Out of Sample Predictions on heirarchical regression model (PyMC - v5.0.1)

i_rb · February 27, 2023, 6:51pm

Hey everyone!
I have been trying to get out of sample predictions from my inference object but I keep on getting the below error whenever I use pm.sample_posterior_predictive with my model and trace.

size does not match the broadcast shape of the parameters. (1063,), (1063,), (4251,)

where 1063 is the dimensions of the test set on which I need samples. 4251 was the dimensions of the training set.

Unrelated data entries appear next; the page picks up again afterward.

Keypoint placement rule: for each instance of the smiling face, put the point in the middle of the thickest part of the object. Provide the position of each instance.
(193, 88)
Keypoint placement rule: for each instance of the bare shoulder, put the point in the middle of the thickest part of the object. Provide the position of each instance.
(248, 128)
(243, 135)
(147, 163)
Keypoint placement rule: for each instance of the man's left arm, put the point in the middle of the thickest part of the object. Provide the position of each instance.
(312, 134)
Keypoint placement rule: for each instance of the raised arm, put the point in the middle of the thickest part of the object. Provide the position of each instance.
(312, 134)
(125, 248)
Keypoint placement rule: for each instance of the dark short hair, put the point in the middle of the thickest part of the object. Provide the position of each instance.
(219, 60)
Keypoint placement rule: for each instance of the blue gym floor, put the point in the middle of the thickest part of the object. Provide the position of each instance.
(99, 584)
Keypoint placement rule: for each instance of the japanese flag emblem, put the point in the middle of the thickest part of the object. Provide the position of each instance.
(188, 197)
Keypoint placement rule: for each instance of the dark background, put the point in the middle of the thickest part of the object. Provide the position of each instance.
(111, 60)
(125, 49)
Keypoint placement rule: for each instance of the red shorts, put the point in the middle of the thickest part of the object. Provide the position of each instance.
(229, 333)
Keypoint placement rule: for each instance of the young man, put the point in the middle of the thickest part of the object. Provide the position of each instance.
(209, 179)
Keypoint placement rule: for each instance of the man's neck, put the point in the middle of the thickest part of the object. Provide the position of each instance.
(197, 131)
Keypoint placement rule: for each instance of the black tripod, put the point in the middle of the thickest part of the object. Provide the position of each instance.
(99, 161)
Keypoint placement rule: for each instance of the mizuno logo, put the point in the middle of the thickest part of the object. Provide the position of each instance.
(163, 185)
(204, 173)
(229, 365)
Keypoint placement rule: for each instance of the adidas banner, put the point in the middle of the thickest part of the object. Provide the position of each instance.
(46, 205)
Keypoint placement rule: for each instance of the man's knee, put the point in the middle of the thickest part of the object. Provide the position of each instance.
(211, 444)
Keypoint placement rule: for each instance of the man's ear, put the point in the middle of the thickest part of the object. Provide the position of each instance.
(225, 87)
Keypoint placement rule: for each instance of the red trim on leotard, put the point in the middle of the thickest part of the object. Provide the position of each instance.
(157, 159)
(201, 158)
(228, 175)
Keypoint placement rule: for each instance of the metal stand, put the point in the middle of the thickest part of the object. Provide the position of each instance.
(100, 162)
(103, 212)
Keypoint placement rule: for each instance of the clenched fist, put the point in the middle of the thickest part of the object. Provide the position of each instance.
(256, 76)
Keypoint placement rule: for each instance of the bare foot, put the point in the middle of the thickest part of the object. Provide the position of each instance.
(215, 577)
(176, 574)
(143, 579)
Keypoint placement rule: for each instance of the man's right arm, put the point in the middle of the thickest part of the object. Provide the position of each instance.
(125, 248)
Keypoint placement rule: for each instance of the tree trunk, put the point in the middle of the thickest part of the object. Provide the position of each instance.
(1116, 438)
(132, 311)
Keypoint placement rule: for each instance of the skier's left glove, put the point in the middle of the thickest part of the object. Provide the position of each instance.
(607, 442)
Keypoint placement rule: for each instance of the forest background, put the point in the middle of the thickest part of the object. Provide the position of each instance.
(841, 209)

I used pm.MutableData("X", X_train) and pm.MutableData("Y", Y_train) while building the model and using pm.set_data({"X": x_test, "y": y_test}) to get predictions as shown in this example.

I never got this error in pymc3 using theano shared variables, however, since I have shifted to pymc v5.0.1 I am getting these errors.

Any kind of help would be much appreciated!

jessegrabowski · February 27, 2023, 8:04pm

Do you use an index variable in the model, like mu = alpha[idx] + beta * feature_data? If so, you’ll have to make idx a mutable data object as well and pass in new indexes for your test data.

i_rb · March 1, 2023, 9:09am

I updated the code with the index variable as the mutable data and later changed it while inferencing but the error is more or less the same.

with model:

    
    X = pm.MutableData("X", X_train_aug)
    Y = pm.MutableData("Y", Y_train)
    
    group_idx = pm.MutableData("group_idx", g_id)

    mu_alpha = pm.Normal('mu_alpha', mu=0, sigma=50)
    sigma_alpha = pm.HalfNormal('sigma_alpha',15)
    mu_beta = pm.Normal('mu_beta', mu=1, sigma=10)
    sigma_beta = pm.HalfNormal('sigma_beta', 30)
    error = pm.Normal('e' , mu = -10, sigma = 20)

    beta1 = pm.Normal('beta1', mu_beta, sigma_beta,dims = 'group')
    beta2 = pm.Normal('beta2', mu_beta, sigma_beta,  dims = 'group')
    alpha = pm.Normal('alpha' , mu_alpha , sigma_alpha, dims = 'group')

    y = alpha[group_idx] + X_train_aug[col1].values*beta1[group_idx] + X_train_aug[col2].values*beta2[group_idx] + error
    target = pm.TruncatedNormal('target', mu = y,lower=0,upper=300, observed = Y)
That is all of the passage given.